15 U.S.C. § 1640(a) (emphases added).

[9] We address only this provision, recognizing that there are other penalty provisions in § 1640(a)(2)(A), none of which apply here.

[10] This presents a question of statutory interpretation. Our first step is to determine whether the statutory language has a plain and unambiguous meaning. Robinson v. Shell Oil, 519 U.S. 337, 340, 117 S. Ct. 843, 136 L. Ed. 2d 808 (1997). If the statutory language is unambiguous and the statutory scheme is "coherent and consistent," "[o]ur inquiry must cease." Id. (citation omitted).

[11] We note that this closed list also includes § 1635 which gives the obligor a right of rescission where a credit transaction is secured by his principal dwelling, 15 U.S.C. § 1635(a), and "disclosure requirements under State law for any term which the Board has determined to be substantially the same in meaning under section 1610(a)(2) of this title as any of the terms referred to in any of those paragraphs of section 1638(a) of this title." 15 U.S.C. § 1640(a). These requirements are irrelevant to the Trustee's appeal.

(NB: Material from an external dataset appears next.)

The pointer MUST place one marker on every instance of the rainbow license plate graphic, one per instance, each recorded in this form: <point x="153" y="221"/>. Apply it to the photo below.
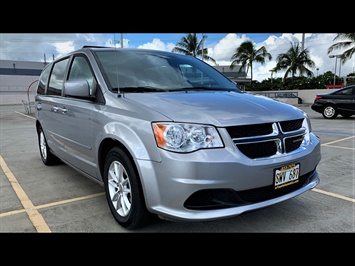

[12] In amending the Act, Congress stated that it intended this effect: "In a `closed end' transaction, such as . . . [a pay-day loan], the creditor's civil liability for statutory penalties would be limited to disclosure of the amount financed, the finance charge, the total of payments, the annual percentage rate, the number, amount, and due dates of payments, any security interest taken, and where applicable, the consumer's right to rescission." S.Rep. No. 96-73, at 7 (1979), reprinted in 1980 U.S.C.C.A.N. 280, 285.